Would Mujib be hanged for treason? Or would he be set free as a matter of political expediency although he was under a sentence of death by hanging in a Military Court in Pakistan?

We were all fully aware that Pakistan was weighing if Mujibur Rahman alive would be more useful than Mujibur Rahman dead.

Now the question was: How to get insights into the inner thinking of Bhutto on the immediate future of Mujibur Rahman. Many channels were opened by India’s Security Services positioning listening posts all over the key centres of power in the GHQ in Rawalpindi.

Meanwhile K Sankaran Nair, the Acting Chief of RAW, came up with an uniquely bright idea. Why not persuade Laila Hussain to tactfully broach the subject of Mujib’s release with Bhutto. This could be done in London on his way back home from the US. Nair had professional knowledge that Zulfiquar Ali and Laila Hussain were long standing intimate friends who moved closely in the rarefied circles of Pakistani high society. If anybody would, it was only she who could. Why? Laila’s husband Muzaffar Hussain, till recently the Chief Secretary of East Pakistan Govt. was a POW in New Delhi and he was staying with DP Dhar the Foreign Secretary.

Since I was now acting as the Officer on Special Duty (OSD) working closely with Laila Hussain (LH) I was given the task of arranging the logistics. I gladly went forward to play the part. LH was so excited about the mission assigned to her that she brought with her a bugging device to record the event.

The operational part was put in motion successfully without too much fuss.

After ZA Bhutto arrived at Alcock and Brown Suite, the VIP Lounge those days at the Heathrow Airport, Zulfiquar Bhutto and Laila Hussain instantly came together meeting as old friends engaging in talking about subjects of common interest. The VIP Lounge had very few people there. Laila turned the subject of discussion on the India-Pakistan War, the 93000POWs and her husband Muzaffar who was a POW in India etc. Laila took an early opportunity to ask Bhutto for his personal help in securing her husband’s out of turn release from Indian custody as a POW. She suggested that her husband’s release and the release of the POWs could be combined to make Pakistan’s case so much stronger.
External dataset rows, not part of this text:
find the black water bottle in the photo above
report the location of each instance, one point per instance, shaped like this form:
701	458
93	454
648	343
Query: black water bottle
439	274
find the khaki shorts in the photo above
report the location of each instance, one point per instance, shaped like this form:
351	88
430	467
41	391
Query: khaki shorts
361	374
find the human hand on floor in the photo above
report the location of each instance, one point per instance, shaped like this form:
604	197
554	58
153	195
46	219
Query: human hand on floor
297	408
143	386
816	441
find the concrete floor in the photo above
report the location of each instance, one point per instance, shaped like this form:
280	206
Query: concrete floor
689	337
Bhutto was quick on the uptake. He suspected that she was briefed by her “Indian Masters” meaning Mrs Indira Gandhi (without naming her) to speak about POWs which was out of sync with her husband’s case for release. As the discussions progressed Bhutto came out with an explosive offer which stupefied Laila no end. To quote ZA Bhutto in his own words: “You may inform your Masters in Delhi that after taking over as CMLA , I will release Mujibur Rahman not long thereafter.

What I want in return I will convey to her in due course through other channels. You can go now.” The meeting lasted abruptly.
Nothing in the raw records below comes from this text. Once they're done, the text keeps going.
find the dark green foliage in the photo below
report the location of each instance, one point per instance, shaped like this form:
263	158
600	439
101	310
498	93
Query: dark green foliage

This sensational breaking news item was communicated to Delhi by me through the fastest diplomatic channels available. The waiting game started immediately. When the news reached the table of Mrs Indira Gandhi in her South Block office, her reaction was cautious ” Let us wait and see”.

True to his words, Bhutto released Mujibur Rahman from Mianwali Prison on 7 January 1972. He reached Dhaka visiting New Delhi on his way on 9 January 1972. Mujib took over as Prime Minster of Bangladesh on 12 January 1972.

In a return gesture of goodwill, PM Indira Gandhi unconditionally released all 93000 soldiers and civilians including Laila Hussain’s husband Muzaffar Hussain. The occasion was Shimla Agreement signed on 2 July 1972 and the venue was Shimla. One notable presence was Benazir Bhutto, Zulfiquar Ali’s daughter who was to become Prime Minister of Pakistan later in life.



Views expressed above are the author’s own.